Using an RTOS could guarantee synchronisation between nodes and gateways – and many RTOSs are available that address this use case, such as µC/OS, ThreadX and FreeRTOS — all of which have been ported to a wide range of 16 and 32bit MCUs.

All of these RTOSs are robust and capable of delivering deterministic operation in embedded devices when the application code is written to conform with RTOS behaviour (see below). However, all RTOSs are subject to real world anomalies that can impact performance. As these anomalies could have unforeseen consequences, it is important to understand their causes and the possible remedies.


Fig 2: Gateways may need to service hundreds of nodes in a deterministic way to preserve the integrity of the network's operation.


Finding fault
While desktop OSs are known for their ability to handle multiple tasks at once, the underlying processor will only be executing one thread at any time. Even multicore processors are limited in this respect and it is the OS’ job to minimise the time it takes to switch between contexts in order to deliver multitasking.

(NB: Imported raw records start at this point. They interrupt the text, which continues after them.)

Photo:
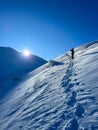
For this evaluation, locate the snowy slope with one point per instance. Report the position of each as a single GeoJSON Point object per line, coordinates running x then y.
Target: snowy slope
{"type": "Point", "coordinates": [59, 97]}
{"type": "Point", "coordinates": [14, 65]}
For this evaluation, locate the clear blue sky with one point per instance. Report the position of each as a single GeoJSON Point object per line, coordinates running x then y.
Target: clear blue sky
{"type": "Point", "coordinates": [48, 28]}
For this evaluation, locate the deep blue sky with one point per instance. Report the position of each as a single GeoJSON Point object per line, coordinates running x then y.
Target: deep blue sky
{"type": "Point", "coordinates": [48, 28]}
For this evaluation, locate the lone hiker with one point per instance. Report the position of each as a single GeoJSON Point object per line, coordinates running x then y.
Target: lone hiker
{"type": "Point", "coordinates": [72, 53]}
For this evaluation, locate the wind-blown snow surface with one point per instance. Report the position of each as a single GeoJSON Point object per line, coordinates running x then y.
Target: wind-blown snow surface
{"type": "Point", "coordinates": [13, 66]}
{"type": "Point", "coordinates": [59, 97]}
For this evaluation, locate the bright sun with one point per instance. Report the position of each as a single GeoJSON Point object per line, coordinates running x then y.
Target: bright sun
{"type": "Point", "coordinates": [26, 53]}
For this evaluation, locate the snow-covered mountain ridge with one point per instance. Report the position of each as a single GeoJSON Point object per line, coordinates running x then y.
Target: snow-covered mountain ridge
{"type": "Point", "coordinates": [59, 96]}
{"type": "Point", "coordinates": [14, 65]}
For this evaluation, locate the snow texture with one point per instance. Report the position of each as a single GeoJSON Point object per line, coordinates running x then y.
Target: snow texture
{"type": "Point", "coordinates": [13, 66]}
{"type": "Point", "coordinates": [58, 96]}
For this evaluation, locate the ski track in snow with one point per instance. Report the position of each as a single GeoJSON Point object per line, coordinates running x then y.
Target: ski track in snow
{"type": "Point", "coordinates": [61, 97]}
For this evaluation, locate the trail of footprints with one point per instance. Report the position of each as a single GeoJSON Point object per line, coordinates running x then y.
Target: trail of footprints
{"type": "Point", "coordinates": [75, 109]}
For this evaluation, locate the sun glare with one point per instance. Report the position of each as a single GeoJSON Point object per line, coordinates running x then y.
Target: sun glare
{"type": "Point", "coordinates": [26, 53]}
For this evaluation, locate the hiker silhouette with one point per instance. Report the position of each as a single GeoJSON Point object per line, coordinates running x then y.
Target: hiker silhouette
{"type": "Point", "coordinates": [72, 53]}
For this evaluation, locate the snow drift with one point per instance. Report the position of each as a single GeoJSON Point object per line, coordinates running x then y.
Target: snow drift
{"type": "Point", "coordinates": [58, 96]}
{"type": "Point", "coordinates": [14, 65]}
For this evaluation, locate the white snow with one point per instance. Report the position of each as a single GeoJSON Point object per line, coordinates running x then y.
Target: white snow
{"type": "Point", "coordinates": [62, 96]}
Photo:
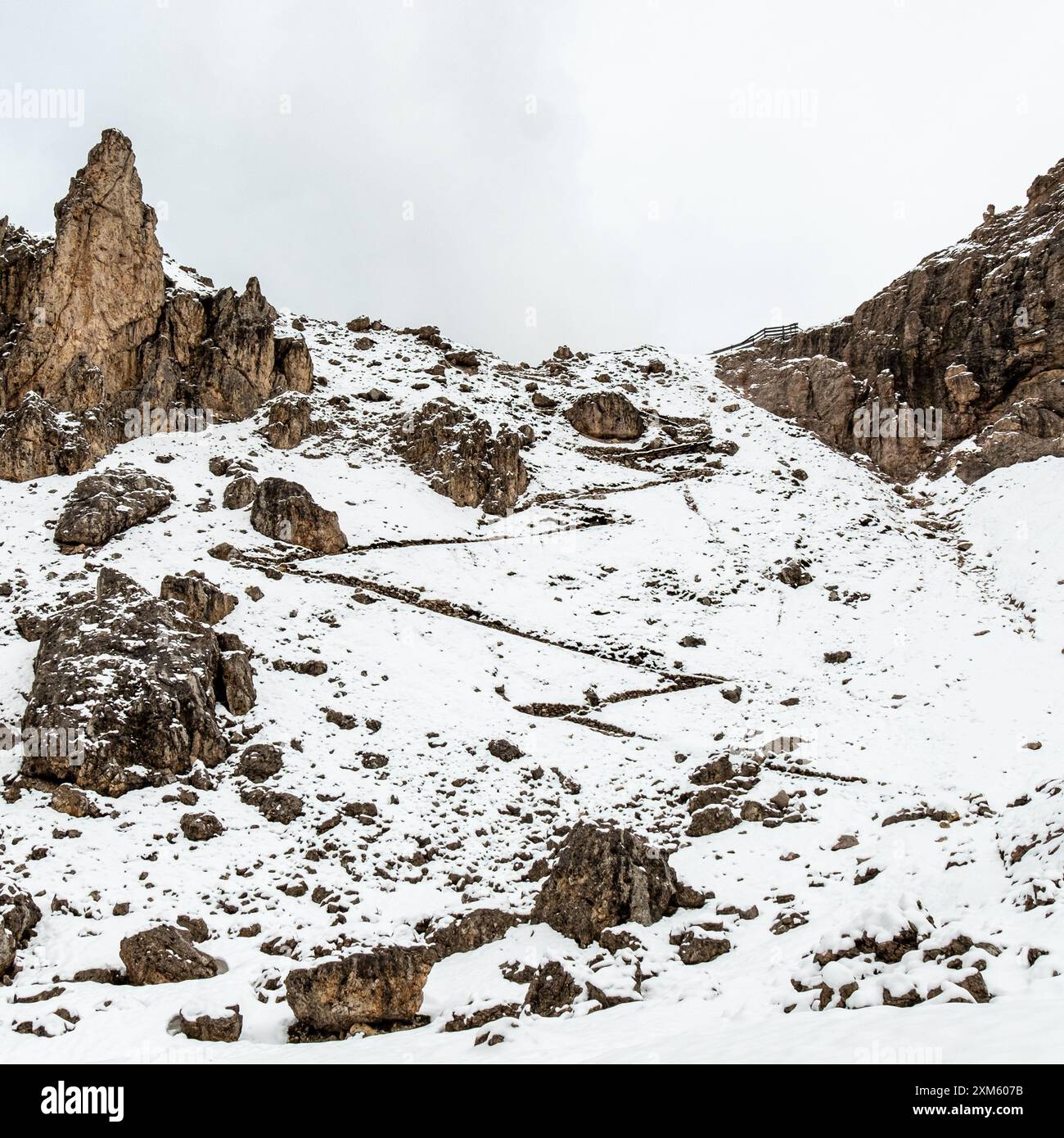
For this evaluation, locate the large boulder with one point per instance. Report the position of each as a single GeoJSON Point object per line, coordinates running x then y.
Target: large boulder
{"type": "Point", "coordinates": [289, 421]}
{"type": "Point", "coordinates": [198, 598]}
{"type": "Point", "coordinates": [460, 457]}
{"type": "Point", "coordinates": [367, 991]}
{"type": "Point", "coordinates": [286, 513]}
{"type": "Point", "coordinates": [164, 955]}
{"type": "Point", "coordinates": [472, 931]}
{"type": "Point", "coordinates": [212, 1029]}
{"type": "Point", "coordinates": [606, 876]}
{"type": "Point", "coordinates": [606, 416]}
{"type": "Point", "coordinates": [128, 684]}
{"type": "Point", "coordinates": [105, 504]}
{"type": "Point", "coordinates": [18, 918]}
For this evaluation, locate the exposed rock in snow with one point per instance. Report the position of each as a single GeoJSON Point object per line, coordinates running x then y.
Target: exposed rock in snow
{"type": "Point", "coordinates": [461, 458]}
{"type": "Point", "coordinates": [367, 991]}
{"type": "Point", "coordinates": [287, 513]}
{"type": "Point", "coordinates": [604, 878]}
{"type": "Point", "coordinates": [606, 416]}
{"type": "Point", "coordinates": [105, 504]}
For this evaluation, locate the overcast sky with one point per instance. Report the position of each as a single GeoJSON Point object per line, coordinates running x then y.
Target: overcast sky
{"type": "Point", "coordinates": [524, 173]}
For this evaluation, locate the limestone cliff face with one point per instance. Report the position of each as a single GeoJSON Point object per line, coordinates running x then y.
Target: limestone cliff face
{"type": "Point", "coordinates": [973, 332]}
{"type": "Point", "coordinates": [95, 296]}
{"type": "Point", "coordinates": [90, 326]}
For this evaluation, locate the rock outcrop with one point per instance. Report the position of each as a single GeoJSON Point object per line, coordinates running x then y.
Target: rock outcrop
{"type": "Point", "coordinates": [287, 513]}
{"type": "Point", "coordinates": [604, 876]}
{"type": "Point", "coordinates": [369, 991]}
{"type": "Point", "coordinates": [200, 598]}
{"type": "Point", "coordinates": [606, 416]}
{"type": "Point", "coordinates": [970, 344]}
{"type": "Point", "coordinates": [148, 714]}
{"type": "Point", "coordinates": [92, 329]}
{"type": "Point", "coordinates": [460, 457]}
{"type": "Point", "coordinates": [37, 440]}
{"type": "Point", "coordinates": [164, 956]}
{"type": "Point", "coordinates": [105, 504]}
{"type": "Point", "coordinates": [18, 918]}
{"type": "Point", "coordinates": [289, 421]}
{"type": "Point", "coordinates": [212, 1029]}
{"type": "Point", "coordinates": [93, 296]}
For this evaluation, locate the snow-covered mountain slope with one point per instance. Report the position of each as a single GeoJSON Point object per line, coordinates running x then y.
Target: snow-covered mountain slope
{"type": "Point", "coordinates": [602, 627]}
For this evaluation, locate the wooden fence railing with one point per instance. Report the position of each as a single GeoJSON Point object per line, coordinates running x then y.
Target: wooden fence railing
{"type": "Point", "coordinates": [782, 332]}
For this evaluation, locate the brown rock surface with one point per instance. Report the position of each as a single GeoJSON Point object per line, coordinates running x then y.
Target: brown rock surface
{"type": "Point", "coordinates": [606, 416]}
{"type": "Point", "coordinates": [461, 458]}
{"type": "Point", "coordinates": [971, 332]}
{"type": "Point", "coordinates": [287, 513]}
{"type": "Point", "coordinates": [93, 328]}
{"type": "Point", "coordinates": [164, 956]}
{"type": "Point", "coordinates": [101, 505]}
{"type": "Point", "coordinates": [379, 990]}
{"type": "Point", "coordinates": [604, 876]}
{"type": "Point", "coordinates": [18, 916]}
{"type": "Point", "coordinates": [198, 598]}
{"type": "Point", "coordinates": [151, 711]}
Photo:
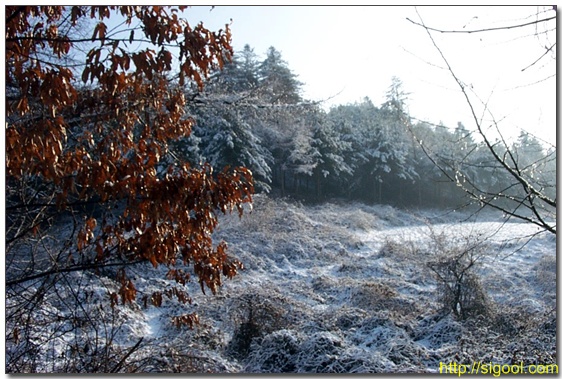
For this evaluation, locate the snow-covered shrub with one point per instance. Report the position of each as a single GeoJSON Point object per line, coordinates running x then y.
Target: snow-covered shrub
{"type": "Point", "coordinates": [372, 295]}
{"type": "Point", "coordinates": [546, 274]}
{"type": "Point", "coordinates": [453, 262]}
{"type": "Point", "coordinates": [275, 354]}
{"type": "Point", "coordinates": [255, 315]}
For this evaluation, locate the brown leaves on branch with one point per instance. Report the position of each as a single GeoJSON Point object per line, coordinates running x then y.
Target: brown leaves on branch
{"type": "Point", "coordinates": [105, 138]}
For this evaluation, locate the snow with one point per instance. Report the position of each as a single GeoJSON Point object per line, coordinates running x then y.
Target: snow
{"type": "Point", "coordinates": [344, 287]}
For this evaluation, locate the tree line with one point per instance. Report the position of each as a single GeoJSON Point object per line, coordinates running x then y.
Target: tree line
{"type": "Point", "coordinates": [252, 114]}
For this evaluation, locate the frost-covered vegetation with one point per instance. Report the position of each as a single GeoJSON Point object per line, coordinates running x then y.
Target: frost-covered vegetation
{"type": "Point", "coordinates": [123, 167]}
{"type": "Point", "coordinates": [333, 287]}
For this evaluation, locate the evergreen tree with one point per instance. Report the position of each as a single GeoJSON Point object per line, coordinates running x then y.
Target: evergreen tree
{"type": "Point", "coordinates": [279, 84]}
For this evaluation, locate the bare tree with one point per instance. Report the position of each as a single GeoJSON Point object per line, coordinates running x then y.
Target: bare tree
{"type": "Point", "coordinates": [520, 189]}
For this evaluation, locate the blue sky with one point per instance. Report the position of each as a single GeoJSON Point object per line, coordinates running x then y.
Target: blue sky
{"type": "Point", "coordinates": [344, 53]}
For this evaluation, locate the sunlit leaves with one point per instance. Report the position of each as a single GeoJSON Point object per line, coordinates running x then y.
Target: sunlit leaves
{"type": "Point", "coordinates": [107, 142]}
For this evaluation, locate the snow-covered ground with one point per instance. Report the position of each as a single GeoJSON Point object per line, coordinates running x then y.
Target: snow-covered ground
{"type": "Point", "coordinates": [343, 287]}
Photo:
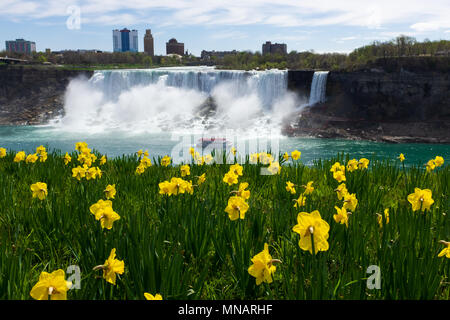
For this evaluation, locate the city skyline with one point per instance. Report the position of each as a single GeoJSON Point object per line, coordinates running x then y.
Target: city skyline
{"type": "Point", "coordinates": [323, 26]}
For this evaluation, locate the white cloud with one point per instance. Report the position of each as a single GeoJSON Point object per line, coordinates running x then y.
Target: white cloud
{"type": "Point", "coordinates": [420, 15]}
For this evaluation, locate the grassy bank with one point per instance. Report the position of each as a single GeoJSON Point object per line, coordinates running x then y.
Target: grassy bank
{"type": "Point", "coordinates": [185, 246]}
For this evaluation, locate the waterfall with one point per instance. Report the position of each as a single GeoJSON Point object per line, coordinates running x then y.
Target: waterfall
{"type": "Point", "coordinates": [165, 99]}
{"type": "Point", "coordinates": [268, 85]}
{"type": "Point", "coordinates": [318, 87]}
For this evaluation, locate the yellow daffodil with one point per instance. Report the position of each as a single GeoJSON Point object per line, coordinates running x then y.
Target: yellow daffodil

In an RTOS, deterministic operation means task switches must be prioritised, to ensure the task with the highest priority is always the one being executed. As one task terminates, the task with the next highest priority will begin, or be interrupted by a higher priority task. This prioritisation is fundamental to the operation of an RTOS, but it can result in tasks being stopped or interrupted which, means achieving real-time execution across all task priorities could be difficult.

While this is part of designing with an RTOS, there is also the presence of jitter – the small amount of variability in how long it takes to execute tasks. Most of the time, jitter can be compensated for in the design through prioritisation. However, each design is different and runtime events may conspire to render even the most diligently designed code prone to anomalies such as jitter.

Tracking down this kind of activity in embedded code is difficult and requires close inspection of the code’s execution under real-world conditions. Debugging technologies can provide insights into code execution; probes like Segger’s J-Link and J-Trace support this type of debugging through breakpoints inserted into the code and the ability to capture core activity through debug ports. Similarly, Micrium’s µC/Probe is a Windows application that allows memory locations in the target MCU to be read from or written to during runtime. Both these technologies can be complemented by Percepio’s Tracealyzer technology, which displays CPU activity on a per-task or per-interrupt basis, as well as mapping that activity over time. This provides an effective way of identifying timing variations and finding resource conflicts during runtime.

Building-out the IoT will require a range of technologies, some of which are yet to emerge. Employing an RTOS in IoT nodes could deliver major benefits by ensuring the reliable behaviour of network nodes, however large or small.

Author profile:
Dr Johan Kraft is CEO and founder of Percepio.